Okay, that was depressing. Let's get back to the happy heirloom saplings. Shall we? These carefully chosen certified organic, semi-dwarf heirloom apple saplings were specially grafted and grown at Trees Of Antiquity, near Paso Robles, California (www.treesofantiquity.com), one of the top certified organic nurseries in California and the country. The chosen apple varieties include: Grimes Golden, Hauer Pippin, Hudsons Golden Gem, Kidds Orange Red, Strawberry Parfait, Spitzenburg, White Pearmain, and Wickson. The trees will allow children in the San Francisco Bay Area to have access to local organic heirloom apples every fall, along with the opportunity to teach them about heirloom varieties and the different flavor of each tree.

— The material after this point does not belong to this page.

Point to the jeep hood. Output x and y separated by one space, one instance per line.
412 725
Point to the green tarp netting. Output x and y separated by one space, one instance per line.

"It is wonderful to see an international hotel group become a leader in the world of sustainable hospitality through LEED certified buildings, constant efforts to reduce energy, innovative recycling programs and many other initiatives, " said Helge Hellberg, Starwood's project consultant. " With this project, Starwood Hotels and Resorts Worldwide is now taking it even further and setting new standards for social and environmental leadership and a commitment to a sustainable future."

When asked how a swanky, hip hotel like the W, with its minimalist modern décor and its plethora of avant-garde media and creative types hanging out in the lounge-style lobby has won so many eco-awards,Pace replied, "I love to subtly surprise people with how much you can do and achieve ecologically without really looking different. We are a contemporary hotel. We are extremely modern yet we are one of the greenest hotels in the country. 95 percent of our wine list is organic. It's not rocket science. You just need the passion and determination to do it."